帯を見た時は、メタフィクショナルな要素を含んで、緻密な構成を持った小説だと期待していたんだけれど、内容的にはわりに普通。都会育ちの編集者が田舎町での慣れない人探しに四苦八苦する話……と要約しちゃうと身も蓋もないけど。

『螺旋』という小説をめぐって、二つのストーリーが同時進行していくのだけれど、このシンクロ率がはなはだ低い。『螺旋』の著者を探すというメインプロットと、『螺旋』を読んでいる麻薬中毒者のサブプロットとが殆ど絡みあわない為、はっきり言えばサブプロットの部分を全部削除しても影響ないように思える。帯には「2つのストーリーが交錯する時、衝撃の事実が明らかになる!」って書いてあるけど、うーん、だいぶ嘘があるなぁ。

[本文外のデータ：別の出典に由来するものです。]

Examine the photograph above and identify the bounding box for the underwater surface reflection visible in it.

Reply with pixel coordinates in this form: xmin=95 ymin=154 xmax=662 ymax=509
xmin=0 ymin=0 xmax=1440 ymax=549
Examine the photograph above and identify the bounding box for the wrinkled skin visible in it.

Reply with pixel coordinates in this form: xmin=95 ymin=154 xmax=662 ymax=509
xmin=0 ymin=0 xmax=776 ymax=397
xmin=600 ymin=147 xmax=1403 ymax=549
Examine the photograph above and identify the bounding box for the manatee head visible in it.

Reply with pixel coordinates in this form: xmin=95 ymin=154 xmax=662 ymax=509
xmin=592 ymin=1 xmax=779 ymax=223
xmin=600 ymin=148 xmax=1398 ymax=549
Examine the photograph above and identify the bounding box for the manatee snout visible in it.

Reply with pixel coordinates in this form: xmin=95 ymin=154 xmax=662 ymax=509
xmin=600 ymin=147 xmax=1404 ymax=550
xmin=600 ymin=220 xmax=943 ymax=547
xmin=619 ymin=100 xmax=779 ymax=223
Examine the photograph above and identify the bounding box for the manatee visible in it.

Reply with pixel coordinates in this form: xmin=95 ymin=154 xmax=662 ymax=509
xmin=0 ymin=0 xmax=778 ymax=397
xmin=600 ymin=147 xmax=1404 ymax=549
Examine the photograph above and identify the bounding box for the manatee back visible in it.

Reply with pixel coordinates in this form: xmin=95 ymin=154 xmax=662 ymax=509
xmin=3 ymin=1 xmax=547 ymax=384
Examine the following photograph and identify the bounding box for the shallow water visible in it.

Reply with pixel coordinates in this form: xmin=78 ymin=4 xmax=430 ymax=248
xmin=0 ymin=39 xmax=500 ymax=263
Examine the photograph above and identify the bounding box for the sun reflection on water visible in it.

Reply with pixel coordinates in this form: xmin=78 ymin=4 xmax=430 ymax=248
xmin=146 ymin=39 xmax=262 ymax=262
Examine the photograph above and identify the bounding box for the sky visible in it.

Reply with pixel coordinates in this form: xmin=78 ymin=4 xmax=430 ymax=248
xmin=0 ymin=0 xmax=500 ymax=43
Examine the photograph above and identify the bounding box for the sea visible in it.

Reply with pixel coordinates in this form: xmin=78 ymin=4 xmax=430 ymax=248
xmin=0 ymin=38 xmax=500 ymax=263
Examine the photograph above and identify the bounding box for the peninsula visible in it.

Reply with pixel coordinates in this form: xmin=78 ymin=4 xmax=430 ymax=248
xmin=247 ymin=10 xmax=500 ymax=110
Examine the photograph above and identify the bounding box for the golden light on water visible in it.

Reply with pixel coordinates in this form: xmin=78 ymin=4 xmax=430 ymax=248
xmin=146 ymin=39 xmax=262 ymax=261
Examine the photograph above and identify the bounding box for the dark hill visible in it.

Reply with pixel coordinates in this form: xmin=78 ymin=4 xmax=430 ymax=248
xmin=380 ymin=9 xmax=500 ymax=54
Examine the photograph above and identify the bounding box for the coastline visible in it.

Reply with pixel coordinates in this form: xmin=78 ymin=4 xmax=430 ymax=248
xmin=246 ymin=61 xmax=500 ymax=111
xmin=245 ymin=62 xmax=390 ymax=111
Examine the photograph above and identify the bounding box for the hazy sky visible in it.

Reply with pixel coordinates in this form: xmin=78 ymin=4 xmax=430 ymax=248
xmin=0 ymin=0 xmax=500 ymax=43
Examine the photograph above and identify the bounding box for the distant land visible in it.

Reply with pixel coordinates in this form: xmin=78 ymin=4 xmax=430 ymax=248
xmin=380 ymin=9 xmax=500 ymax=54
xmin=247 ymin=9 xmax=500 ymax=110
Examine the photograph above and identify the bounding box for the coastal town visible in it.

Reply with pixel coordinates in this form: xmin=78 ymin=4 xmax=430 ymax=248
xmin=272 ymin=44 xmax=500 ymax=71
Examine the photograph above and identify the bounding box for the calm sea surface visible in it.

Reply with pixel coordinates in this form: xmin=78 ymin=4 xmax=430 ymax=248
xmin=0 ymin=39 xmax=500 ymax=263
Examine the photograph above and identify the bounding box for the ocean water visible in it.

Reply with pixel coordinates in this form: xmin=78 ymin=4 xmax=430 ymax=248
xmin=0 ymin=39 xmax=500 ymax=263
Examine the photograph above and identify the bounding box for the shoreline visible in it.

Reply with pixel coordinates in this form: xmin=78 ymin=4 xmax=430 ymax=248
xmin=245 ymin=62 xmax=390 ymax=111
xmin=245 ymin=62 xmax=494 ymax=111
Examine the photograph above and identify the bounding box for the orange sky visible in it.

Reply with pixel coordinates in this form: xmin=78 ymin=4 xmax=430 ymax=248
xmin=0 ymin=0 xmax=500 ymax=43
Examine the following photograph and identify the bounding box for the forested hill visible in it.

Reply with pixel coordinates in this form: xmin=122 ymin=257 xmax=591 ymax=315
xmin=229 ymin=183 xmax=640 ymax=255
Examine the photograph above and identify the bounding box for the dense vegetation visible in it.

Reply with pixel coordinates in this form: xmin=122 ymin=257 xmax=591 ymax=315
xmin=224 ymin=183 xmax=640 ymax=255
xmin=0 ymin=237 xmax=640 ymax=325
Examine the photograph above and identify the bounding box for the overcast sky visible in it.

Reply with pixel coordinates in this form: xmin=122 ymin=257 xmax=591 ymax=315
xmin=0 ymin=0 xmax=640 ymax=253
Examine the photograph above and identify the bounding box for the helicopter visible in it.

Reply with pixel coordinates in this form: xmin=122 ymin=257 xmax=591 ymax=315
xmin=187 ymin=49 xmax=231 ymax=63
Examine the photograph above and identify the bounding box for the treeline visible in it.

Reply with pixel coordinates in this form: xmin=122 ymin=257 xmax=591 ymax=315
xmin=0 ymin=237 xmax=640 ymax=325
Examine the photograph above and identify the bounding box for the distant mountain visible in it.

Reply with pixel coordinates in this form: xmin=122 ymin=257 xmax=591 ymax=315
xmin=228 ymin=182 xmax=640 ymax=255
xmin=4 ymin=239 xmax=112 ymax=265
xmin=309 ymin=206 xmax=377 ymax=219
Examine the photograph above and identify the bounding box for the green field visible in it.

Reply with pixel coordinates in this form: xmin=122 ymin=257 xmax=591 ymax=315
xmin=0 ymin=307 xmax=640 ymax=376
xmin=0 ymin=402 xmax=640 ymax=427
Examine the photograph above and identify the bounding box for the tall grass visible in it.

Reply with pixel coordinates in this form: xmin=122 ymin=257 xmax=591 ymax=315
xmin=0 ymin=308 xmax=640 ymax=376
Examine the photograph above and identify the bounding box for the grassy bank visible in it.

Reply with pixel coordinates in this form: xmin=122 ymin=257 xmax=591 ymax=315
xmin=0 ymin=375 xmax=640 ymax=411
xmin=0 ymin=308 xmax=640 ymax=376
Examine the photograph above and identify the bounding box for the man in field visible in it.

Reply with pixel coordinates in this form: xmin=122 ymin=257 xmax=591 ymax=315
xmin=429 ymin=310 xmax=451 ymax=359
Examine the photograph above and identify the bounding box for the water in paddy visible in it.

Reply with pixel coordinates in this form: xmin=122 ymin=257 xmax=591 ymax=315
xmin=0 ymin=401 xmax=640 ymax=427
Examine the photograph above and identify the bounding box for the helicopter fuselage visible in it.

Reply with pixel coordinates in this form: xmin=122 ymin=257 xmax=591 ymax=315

作中の中心テーマとなる『螺旋』という小説はSF小説らしく、ヒューゴー、ネビュラーをはじめ各種の文学賞を獲得している傑作という設定。現代の『指輪物語』とも言うべき圧倒的な人気を誇り、世界中でベストセラーになっている……んだけれど、簡単なあらすじで紹介されるだけのストーリーがちっとも面白そうじゃない。宇宙版の聖杯探求譚といった趣向で、太古の宇宙種族間会議で編纂された『知の書』の断片を求めて、ヘデック族の親子ペンテルとモンが宇宙を放浪する話……らしい。いくらなんでも数千ページに及ぶ大長編のあらすじがこれだけとは! 作者にとっては「続編が待たれている大ベストセラー小説」という容器が必要だっただけで、中身まで満たす義理はないのだけれど。

別につまらない小説ってわけじゃないのよ。文章は達者だし、人物造形も巧みなもんだし、幾つかのシーンは感動的ですらあるし。エンターテイメントとしては軽く及第点をクリアしてます。ただ私が愛するようには「小説」を愛してない人なんだなという感じは受けました。